2

Total noob here so I am sorry for my ignorance in advance.

Most of what I have searched and messed around with has centered around using XML::LibXML with XPath.

The problem that I have is that I am not looking to capture text between tags: I need values of the tags.

This is my XML structure

<users>
  <entry name="asd">
    <permissions>
      <role-based>
        <superuser>yes</superuser>
      </role-based>
    </permissions>
  </entry>
  <entry name="fgh">
    <permissions>
      <role-based>
        <superuser>yes</superuser>
      </role-based>
    </permissions>
    <authentication-profile>RSA Two-Factor</authentication-profile>
  </entry>
  <entry name="jkl">
    <permissions>
      <role-based>
        <superreader>yes</superreader>
      </role-based>
    </permissions>
    <authentication-profile>RSA Two-Factor</authentication-profile>
  </entry>
</users>

I am trying to grab the name attribute (without the quotes) and also determine whether this person is a superuser or superreader.
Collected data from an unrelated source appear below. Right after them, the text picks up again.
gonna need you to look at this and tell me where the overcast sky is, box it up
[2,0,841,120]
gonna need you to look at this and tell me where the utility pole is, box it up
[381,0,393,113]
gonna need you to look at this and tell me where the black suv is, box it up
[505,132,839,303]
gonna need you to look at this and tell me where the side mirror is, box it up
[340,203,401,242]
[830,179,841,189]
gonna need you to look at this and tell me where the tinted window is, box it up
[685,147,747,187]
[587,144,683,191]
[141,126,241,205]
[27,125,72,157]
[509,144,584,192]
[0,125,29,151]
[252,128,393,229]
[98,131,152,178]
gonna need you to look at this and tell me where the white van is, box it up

I am stuck at not being able to do much other than print off the nodes. I need to turn this into a CSV file in the structure of username; role

Borodin
  • 126,100
  • 9
  • 70
  • 144

4 Answers4

5

The easiest way to extract information from XML documents with XML::LibXML is to use the find family of methods. These methods use an XPath expression to select nodes and values from the document. The following script extracts the data you need:

use XML::LibXML;

my $doc = XML::LibXML->load_xml(location => 'so.xml');

for my $entry ($doc->findnodes('//entry')) {
    my $name = $entry->getAttribute('name');
    my $role = $entry->findvalue(
        'local-name(permissions/role-based/*[.="yes"])'
    );
    print("$name;$role\n");
}   

It prints

asd;superuser
fgh;superuser
jkl;superreader

I used the local-name XPath function to get the name of the role element.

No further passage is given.